Fully leaving the EU – in March 2021, if there is a two-year transition – then brings the double whammy, removal of EU Charter rights, and the possibility of revamping and dilution of the HRA. The Government did confirm its commitment to the ECHR, setting out that there no plans to withdraw from the ECHR. Whatever debates are to be had over the HRA – its operative scheme or its scope and extent – sensibly these should be informed. A new book – published this week, on 24th January, by Routledge – poses questions about the accuracy of media coverage. Human Rights in the Media: Fear and Fetish, edited by Michelle Farrell, Eleanor Drywood, and Edel Hughes stems from a conference organised by the School of Law and Social Justice at the University of Liverpool a few years ago on media coverage of human rights cases and issues. The content, including a chapter by me, are below:-
My chapter builds on some previous work, contained in this book, published by Hart in 2015, but includes two novel aspects. First, it offers a semiotic, Barthesian decoding of the following, by now infamous, red top front page, noting the way the paper portrays human rights as something not currently of value for individuals like you and me – all those on the right of the picture, the silent majority, are identified by first names (and ages) to facilitate that assimilation – but as something that protects people who are distinguished only by some collective shared criminal identity, necessarily demarcating them as outsiders, as having rejected society and its norms.

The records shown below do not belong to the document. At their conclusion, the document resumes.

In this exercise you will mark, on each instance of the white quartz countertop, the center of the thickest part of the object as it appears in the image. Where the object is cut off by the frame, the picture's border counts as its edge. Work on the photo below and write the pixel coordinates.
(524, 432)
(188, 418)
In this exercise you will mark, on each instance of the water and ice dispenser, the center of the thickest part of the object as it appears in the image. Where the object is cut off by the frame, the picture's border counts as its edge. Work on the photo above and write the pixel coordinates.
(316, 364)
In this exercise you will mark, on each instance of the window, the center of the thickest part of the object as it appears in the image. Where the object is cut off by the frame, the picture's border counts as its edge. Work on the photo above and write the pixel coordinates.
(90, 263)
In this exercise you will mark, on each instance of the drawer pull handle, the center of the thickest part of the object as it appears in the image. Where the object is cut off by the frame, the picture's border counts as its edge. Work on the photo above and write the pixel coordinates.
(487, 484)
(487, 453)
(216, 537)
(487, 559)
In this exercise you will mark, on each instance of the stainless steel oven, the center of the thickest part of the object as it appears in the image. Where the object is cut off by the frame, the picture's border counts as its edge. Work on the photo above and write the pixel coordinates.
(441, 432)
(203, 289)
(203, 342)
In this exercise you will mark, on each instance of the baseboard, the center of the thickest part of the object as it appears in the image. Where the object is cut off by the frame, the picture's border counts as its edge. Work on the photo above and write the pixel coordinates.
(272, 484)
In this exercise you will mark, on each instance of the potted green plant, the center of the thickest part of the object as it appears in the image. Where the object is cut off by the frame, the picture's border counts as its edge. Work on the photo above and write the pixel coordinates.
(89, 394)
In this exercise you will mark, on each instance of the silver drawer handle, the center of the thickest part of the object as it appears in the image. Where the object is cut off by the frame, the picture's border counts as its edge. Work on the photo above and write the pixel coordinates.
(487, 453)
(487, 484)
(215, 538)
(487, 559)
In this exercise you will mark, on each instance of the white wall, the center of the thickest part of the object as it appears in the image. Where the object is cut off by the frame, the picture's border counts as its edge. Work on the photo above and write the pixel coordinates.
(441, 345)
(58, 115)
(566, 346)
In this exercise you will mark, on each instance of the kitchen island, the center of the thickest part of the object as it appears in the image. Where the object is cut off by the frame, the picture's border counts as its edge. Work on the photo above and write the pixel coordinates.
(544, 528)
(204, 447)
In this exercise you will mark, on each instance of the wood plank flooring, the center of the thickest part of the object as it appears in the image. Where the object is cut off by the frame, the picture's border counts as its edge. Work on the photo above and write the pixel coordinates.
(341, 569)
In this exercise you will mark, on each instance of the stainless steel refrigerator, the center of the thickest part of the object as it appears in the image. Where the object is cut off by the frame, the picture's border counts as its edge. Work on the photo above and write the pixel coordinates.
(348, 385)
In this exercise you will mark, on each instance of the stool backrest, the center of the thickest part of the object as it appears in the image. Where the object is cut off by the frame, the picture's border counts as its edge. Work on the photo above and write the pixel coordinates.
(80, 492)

Secondly, it discusses the results of an empirical content study that I conducted into coverage by the Daily Mail of one, hotly contested human rights issue: the (non-)deportation of foreign criminals, following conviction, on human rights grounds. Of 35 stories in the paper over a two-year period about named, identifiable individuals, just over 88% of them showed them being able to avoid deportation – a success rate for the Home Secretary of just over 11%. Official Home Office data for an overlapping three-year period (admittedly now several years ago) showed almost the opposite: on average, the Home Secretary succeeded in 81% of such cases: in only 19% of cases was the FNO (foreign national offender) able to remain in the UK. At the time the chapter was written, The Sun and the Daily Mail had a combined readership of 3.3m, and the Mail Online 14.3m hits. It is a massive problem, one on which I gave evidence to the JCHR over the summer as part of its “Enforcing Human Rights” inquiry since it is not a problem that can easily be solved by a regulator. It is not that the reporting is inaccurate or false – does it conform to independent records? – but is rather, as the communications theorist Dennis McQuail put it, one of completeness: are the facts sufficient to constitute an adequate account? The chapter includes further empirical research on the (non-) reporting of ECHR judgments, as well as discussion of various techniques of distortion that I identified in that earlier book. These are pre-emption (reporting cases too early in their life cycle but portraying them as establishing a binding ruling); prominence; partiality (in sources); and phrasing of stories, alongside three new ones: lies, damned lies and statistics; repetition for reinforcement; and what I term an Unverfremdungseffekt, a reversal of Bertolt Brecht dramaturgical ideas about alienation. The chapter concludes that “the least the HRA deserves is a clean fair fight – not one encumbered by misreporting, misconception, and the misconstruction of reality.”